10th July 2017

What does Pride London 2017 have to do with work? Everything.

Tim Deeson
Director
Pride London 2017

The 2017 Pride London march marked fifty years since homosexuality was partially decriminalised. And only fourteen years since Section 28 was repealed, the legislation that banned local government and schools from ‘promoting homosexuality or the acceptability of homosexuality as a pretended family relationship’. 

There has been understandable debate over whether London Pride has been co-opted by the culture, companies and politics that it originally set out to change. And that in its current corporate funded and tightly controlled format it was risking diluting the strength of its original message.

In the run up to the event, my impression was that the criticism seemed well placed. Much of the awareness was generated by sometimes embarrassingly thin Pride-themed product campaigns. The message often struggled to get more thought provoking than some rainbow packaging and a generic strapline.

On the day, cheering from the sidelines, it was clear that something simple and much more significant was happening. It was an individual demonstration of being proud of who you are and being celebrated by others. I realised that even a march that is structured around corporate sponsorship isn’t made up of brand identities in practice.

People from organisations like Asda, Deliveroo, NBCUniversal and Lloyds Bank were marching with their colleagues and proudly enjoying the privilege of expressing exactly who they are. A privilege they may not feel is available to them every day at work.

In the background were thousands of Londoners doing our best to show that we’re proud of them too, as loudly as we could. Some of the biggest cheers were for teams from the police, ambulance and fire brigade. I’d imagine both in gratitude for their demonstrable recent bravery and that they may face a challenging workplace culture.

There is of course still a very long way to go.

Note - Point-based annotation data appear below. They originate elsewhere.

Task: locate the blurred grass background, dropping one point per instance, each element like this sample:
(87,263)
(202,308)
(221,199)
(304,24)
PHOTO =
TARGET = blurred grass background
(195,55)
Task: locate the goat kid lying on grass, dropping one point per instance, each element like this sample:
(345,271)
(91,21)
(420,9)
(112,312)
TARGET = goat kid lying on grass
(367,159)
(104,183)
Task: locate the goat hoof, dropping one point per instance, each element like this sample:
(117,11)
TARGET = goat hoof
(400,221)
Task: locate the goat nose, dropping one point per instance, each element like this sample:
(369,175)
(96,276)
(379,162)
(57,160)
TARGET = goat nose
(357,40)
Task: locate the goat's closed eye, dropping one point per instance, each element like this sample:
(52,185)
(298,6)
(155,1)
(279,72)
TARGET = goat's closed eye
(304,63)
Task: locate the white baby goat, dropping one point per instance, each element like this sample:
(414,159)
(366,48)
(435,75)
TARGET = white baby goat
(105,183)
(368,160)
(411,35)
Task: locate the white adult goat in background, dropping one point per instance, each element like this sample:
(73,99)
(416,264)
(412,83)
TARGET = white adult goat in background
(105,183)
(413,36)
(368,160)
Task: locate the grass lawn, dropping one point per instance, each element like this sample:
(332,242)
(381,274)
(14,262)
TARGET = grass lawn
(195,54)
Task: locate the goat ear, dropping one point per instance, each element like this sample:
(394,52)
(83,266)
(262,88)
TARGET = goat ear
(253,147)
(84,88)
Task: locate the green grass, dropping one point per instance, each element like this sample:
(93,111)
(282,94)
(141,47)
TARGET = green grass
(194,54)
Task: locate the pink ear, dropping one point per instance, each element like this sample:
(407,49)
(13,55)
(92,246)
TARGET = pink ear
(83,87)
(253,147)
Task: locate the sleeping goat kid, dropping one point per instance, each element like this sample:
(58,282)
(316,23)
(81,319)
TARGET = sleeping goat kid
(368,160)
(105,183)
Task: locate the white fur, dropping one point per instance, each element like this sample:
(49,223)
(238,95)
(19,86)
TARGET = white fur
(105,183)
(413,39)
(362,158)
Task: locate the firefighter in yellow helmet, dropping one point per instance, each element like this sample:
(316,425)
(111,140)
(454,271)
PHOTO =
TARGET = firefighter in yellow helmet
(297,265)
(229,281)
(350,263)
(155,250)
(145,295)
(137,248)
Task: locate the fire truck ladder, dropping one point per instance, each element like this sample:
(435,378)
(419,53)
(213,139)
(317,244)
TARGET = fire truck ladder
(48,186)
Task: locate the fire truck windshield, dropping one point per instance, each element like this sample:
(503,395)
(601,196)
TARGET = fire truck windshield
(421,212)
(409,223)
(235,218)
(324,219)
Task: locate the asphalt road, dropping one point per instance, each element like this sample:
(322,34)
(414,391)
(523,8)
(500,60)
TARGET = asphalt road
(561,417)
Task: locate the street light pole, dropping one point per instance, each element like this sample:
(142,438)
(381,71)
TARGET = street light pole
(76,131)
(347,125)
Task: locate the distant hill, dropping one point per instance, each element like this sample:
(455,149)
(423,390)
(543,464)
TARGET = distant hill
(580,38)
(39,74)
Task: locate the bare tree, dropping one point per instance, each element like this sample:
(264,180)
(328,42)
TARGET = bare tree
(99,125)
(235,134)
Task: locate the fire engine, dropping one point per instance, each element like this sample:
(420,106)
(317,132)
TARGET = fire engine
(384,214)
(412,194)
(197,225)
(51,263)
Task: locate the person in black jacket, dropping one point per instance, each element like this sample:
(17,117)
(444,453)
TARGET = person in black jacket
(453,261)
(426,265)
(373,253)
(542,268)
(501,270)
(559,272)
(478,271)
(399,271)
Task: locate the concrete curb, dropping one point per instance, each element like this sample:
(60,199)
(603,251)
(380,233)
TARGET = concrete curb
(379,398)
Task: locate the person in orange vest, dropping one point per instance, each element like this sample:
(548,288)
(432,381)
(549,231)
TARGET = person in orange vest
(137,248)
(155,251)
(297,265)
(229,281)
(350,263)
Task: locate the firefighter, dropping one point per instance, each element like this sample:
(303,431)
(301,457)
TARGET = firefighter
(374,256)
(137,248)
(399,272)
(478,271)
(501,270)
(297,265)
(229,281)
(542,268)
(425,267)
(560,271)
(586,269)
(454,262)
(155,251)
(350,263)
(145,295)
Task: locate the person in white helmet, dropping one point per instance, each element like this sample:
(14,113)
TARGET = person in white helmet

Stonewall’s research reports that more than a quarter of LGBT+ workers are ‘not at all’ open to colleagues about their sexual orientation. And that one in five have experienced bullying because of their sexual orientation in the last five years. 

As long as anyone has to think twice about being exactly who they are at work (or in any other context) then it feels like on that Pride march is doing something important on that basis alone.

At Deeson we work hard to create an inclusive environment and it was great to see so many people and organisations having fun while doing the same.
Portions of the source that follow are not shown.